La sale guerre continue en Tchétchénie. L’armée russe pilonne villes et villages pour contraindre les combattants tchétchènes à se replier, mais aussi pour écraser et démoraliser la population civile. Grozny, encerclée à 80 %, bombardée intensivement, est privée d’électricité et bientôt de vivres et de médicaments. 250 000 personnes se sont déjà réfugiées, dans des conditions lamentables, en Ingouchie voisine.

Le sommet de l’Organisation pour la Sécurité et la Coopération en Europe (l’OSCE), qui réunissait la semaine dernière à Istanbul, Clinton, Chirac, Schröder, Eltsine, et bien d’autres chefs d’Etat ou de gouvernement, ne pouvait pas ne pas en parler. Cela a tourné à la farce.

Les dirigeants occidentaux ont fait part de leurs... « inquiétudes ». Eltsine leur a concédé qu’il était « légitime » que les Etats membres « se préoccupent » de ce qui se passait à l’intérieur des frontières d’un autre Etat. Et la Russie a accepté le « principe » d’une visite du président de l’OSCE en Tchétchénie.
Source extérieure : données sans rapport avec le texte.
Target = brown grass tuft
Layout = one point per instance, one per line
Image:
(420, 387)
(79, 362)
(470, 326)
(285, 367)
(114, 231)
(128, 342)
Après quoi les grands de ce monde avaient bien mérité de se reposer et de signer ensemble un nouveau traité de limitation des armements conventionnels selon des plafonds territoriaux (allégrement crevés dans le Caucase, comme on s’en doute bien) et une sorte de manuel de non-violence pour les Etats, surnommé « Charte de Sécurité pour le XXIe siècle ».
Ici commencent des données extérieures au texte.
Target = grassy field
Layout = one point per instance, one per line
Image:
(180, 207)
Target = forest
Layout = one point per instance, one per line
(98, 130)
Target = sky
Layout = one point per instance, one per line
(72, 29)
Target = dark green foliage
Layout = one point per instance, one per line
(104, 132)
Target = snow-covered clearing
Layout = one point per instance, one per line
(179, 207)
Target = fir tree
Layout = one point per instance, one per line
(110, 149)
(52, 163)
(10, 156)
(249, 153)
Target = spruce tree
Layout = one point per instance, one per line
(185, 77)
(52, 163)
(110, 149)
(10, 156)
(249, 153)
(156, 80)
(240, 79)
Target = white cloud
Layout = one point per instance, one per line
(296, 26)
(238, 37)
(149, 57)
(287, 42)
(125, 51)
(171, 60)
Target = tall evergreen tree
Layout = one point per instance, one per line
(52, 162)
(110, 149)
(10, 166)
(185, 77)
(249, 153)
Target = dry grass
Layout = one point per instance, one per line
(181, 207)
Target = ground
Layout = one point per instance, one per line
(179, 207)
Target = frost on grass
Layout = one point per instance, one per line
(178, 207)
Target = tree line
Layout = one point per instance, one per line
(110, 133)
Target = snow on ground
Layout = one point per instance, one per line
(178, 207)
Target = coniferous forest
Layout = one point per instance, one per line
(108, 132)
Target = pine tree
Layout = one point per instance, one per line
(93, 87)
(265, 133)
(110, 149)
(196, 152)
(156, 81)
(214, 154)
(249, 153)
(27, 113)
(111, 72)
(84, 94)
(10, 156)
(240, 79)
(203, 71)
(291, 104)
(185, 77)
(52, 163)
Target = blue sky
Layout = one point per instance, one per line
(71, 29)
Bref, pour les grands de ce monde le massacre des Tchétchènes reste une affaire intérieure. Chacun peut bien avoir son peuple à bombarder, et l’armée russe ses Tchétchènes, comme l’OTAN a eu ses Kosovars et ses Yougoslaves ou comme l’hôte de ce sommet de coopération des massacreurs, le gouvernement turc, a ses Kurdes.
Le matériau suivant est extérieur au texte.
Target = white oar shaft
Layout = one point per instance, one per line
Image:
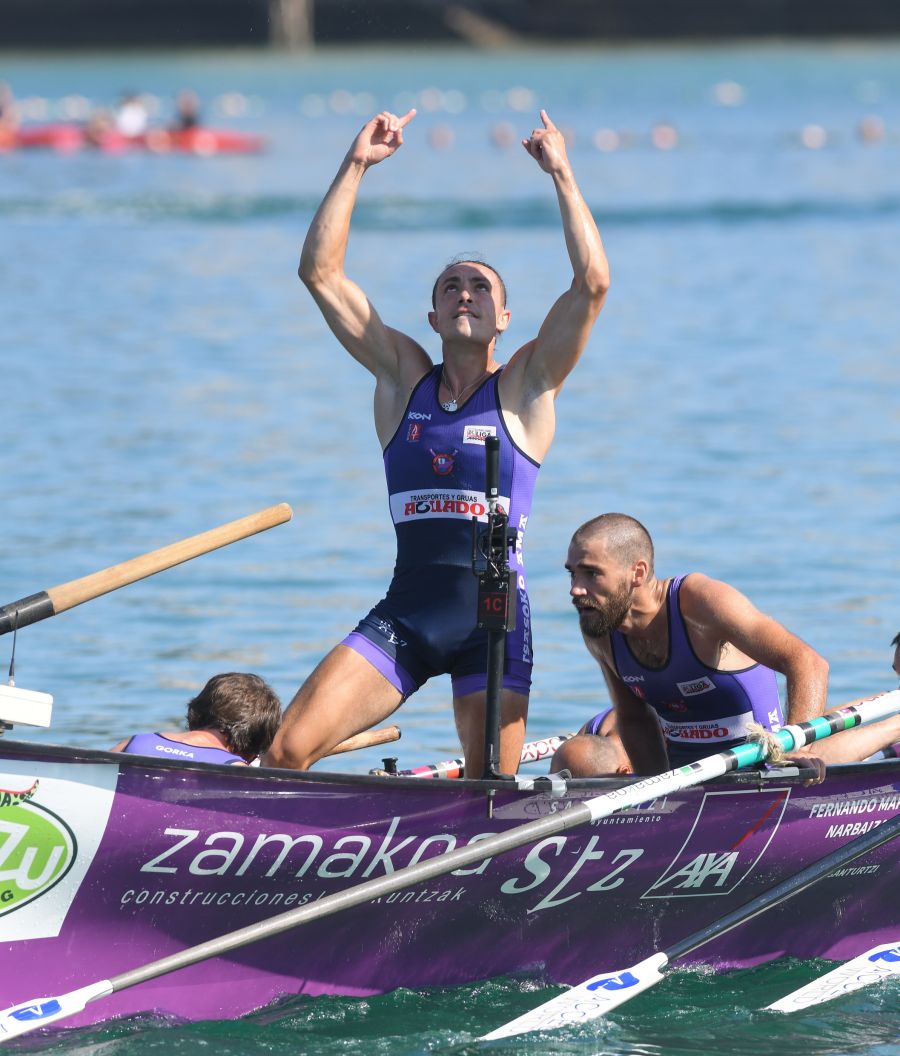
(873, 966)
Mais l’hypocrisie ne s’arrête pas là. Derrière cette guerre, il y a tous les petits calculs et les gros intérêts des grandes puissances.

Clinton a parlé de « son ami Eltsine ». Mais en plein sommet de l’OSCE, il a tenu son propre petit sommet derrière le dos de la Russie, en réunissant avec le président de la Turquie ceux de l’Azerbaïdjan, de la Géorgie et du Kazakhstan. Ils y ont signé un accord pour un nouvel oléoduc qui transportera de Bakou jusqu’au terminal pétrolier turc de Ceyhan des hydrocarbures d’Asie Centrale et de la Caspienne. Un oléoduc sous-marin traversera en outre la Caspienne pour écouler le gaz turkmène vers les marchés occidentaux. L’objectif entre autres est d’éviter le passage par le territoire russe. Le trust BP Amoco domine le consortium qui exploite ces gisements. Clinton s’est félicité : « Ces oléoducs sont une police d’assurance pour garantir que les ressources énergétiques passent par des voies multiples, et non par un seul goulet étroit. ».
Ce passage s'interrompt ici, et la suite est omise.